According to the work of Walter Ong, Eric Havelock, and other classicists, this was the common form of knowledge transmission in oral society, specifically, the Homeric tradition. Values, codes, and knowledge had to be "memorized" in poetic form, commands,rhymes, and "sayings," because that was the only way to store culture and pass it on. Much like our first interlocutions with children.
The prerequisite of "reasoning," then, is writing. The shift from oral, Homeric culture to the Greek's unique phonetic alphabet turned words into preserved, visual objects, no longer actions and events in flux. Court oratory, proclamations, drama, histories, dialectic could all be "written down" like pinned specimens, preserved, examined, debated.
This "visualizing" of speech came alongside the visual demonstrations of geometry, where "reasoning" from common axioms was carried out visually with line and compass to "show" what follows from coherent "ratios." Similar "lines" of proportional reasoning could be followed in the developing "logoi" of written arguments. (See Plato's Phaedrus for contemporary thoughts on the matter.)
This, anyway, is Havelock's thesis pertaining to the cultural trauma of alphabetized speech and the origins of Plato's "rational" attacks on the poets and Homeric tradition, with their appeals to heroism, authority, tradition, and other forms of "irrational" persuasion. I, for one, find it quite compelling and illuminating.

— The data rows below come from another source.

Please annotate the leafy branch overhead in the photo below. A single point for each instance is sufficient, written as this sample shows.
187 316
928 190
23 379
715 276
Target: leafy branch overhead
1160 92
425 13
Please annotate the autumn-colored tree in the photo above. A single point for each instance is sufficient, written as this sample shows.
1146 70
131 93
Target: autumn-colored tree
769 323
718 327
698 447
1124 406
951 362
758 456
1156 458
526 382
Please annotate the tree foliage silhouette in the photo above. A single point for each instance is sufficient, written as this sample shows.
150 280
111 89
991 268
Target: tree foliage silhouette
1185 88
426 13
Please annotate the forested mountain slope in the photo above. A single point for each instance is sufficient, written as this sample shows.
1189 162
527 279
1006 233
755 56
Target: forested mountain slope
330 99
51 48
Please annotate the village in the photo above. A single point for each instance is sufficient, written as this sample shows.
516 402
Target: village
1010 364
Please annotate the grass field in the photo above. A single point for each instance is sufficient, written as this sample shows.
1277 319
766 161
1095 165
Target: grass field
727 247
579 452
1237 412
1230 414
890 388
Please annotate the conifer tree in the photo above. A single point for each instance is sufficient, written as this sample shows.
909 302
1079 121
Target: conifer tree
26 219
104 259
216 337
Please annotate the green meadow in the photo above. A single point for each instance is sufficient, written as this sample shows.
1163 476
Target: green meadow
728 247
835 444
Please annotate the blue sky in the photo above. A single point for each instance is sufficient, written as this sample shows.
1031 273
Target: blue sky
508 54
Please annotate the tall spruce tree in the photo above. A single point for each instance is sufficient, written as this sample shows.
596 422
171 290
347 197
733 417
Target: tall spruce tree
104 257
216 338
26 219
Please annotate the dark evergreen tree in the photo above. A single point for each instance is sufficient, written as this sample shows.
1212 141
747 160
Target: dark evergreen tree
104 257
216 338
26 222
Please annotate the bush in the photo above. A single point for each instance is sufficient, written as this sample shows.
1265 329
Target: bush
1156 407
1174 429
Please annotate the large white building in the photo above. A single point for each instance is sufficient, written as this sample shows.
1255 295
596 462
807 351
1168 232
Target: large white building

So, "rational" explanations are a type of rhetoric and persuasion. They appeal to commonly accepted axioms and a coherent development of "ratios" and symmetries, not unlike geometrical theorems. They may retain, but supersede, oral appeals to memorization, rhyme, emotion, authority. They may be deductive or inductive, factual or not. But they must cohere proportionally within an implied whole, such as "the universe," as in a visual demonstration of the Pythagorean theorem outlined in the sand.